However, LVQ has a lack; the training result of weight vectors is depended on the parameters 
initialization that used in LVQ. A weight vectors is important in LVQ because this vector will determined the 
data classification to the certain classes. In this research, weight vector will references to determine someone 
who diagnose as the diabetics or not. The weakness of LVQ can be resolved by optimized the weight vectors 
use a genetic algorithm (GA). GA is a searching algorithm that inspired from the natural evolution theory. 
The result of the previous research show that GA can optimize the ability of classified algorithm [13-17]. 

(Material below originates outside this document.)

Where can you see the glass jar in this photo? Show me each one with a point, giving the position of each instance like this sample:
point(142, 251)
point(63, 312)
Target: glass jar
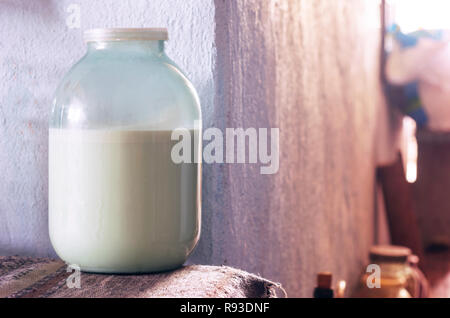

LVQ optimization using GA has been done in previous studies. The optimization is done by finding 
the initial value of LVQ weight vector using GA [18-19]. Although the initial value of the weight vector 
affects the LVQ result, it can not guarantee that LVQ training produces the optimal representative vector. 
The method offered in this study do the opposite, LVQ training done first, then GA is used to optimize the 
vector representative of the LVQ training results. In addition, there are also studies that optimize LVQ by 
finding directly weight vectors using GA [20]. In such techniques, the LVQ training process is not done. 
LVQ is only used in the classification process only. The method offered in this study did not eliminate the 
LVQ training process since the initial individuals used on GA derived from the LVQ training. 


2. RESEARCH METHOD 
2.1. Optimization of weight vector of LVQ using GA 

The optimize of LVQ comprise four stages. First initialize the parameter values of LVQ and GA. 
The second stage is LVQ training. The third stage is the establishments initial individual for GA. The last 
stage there is optimization using GA. The illustration of the process can be shown in equationure 1.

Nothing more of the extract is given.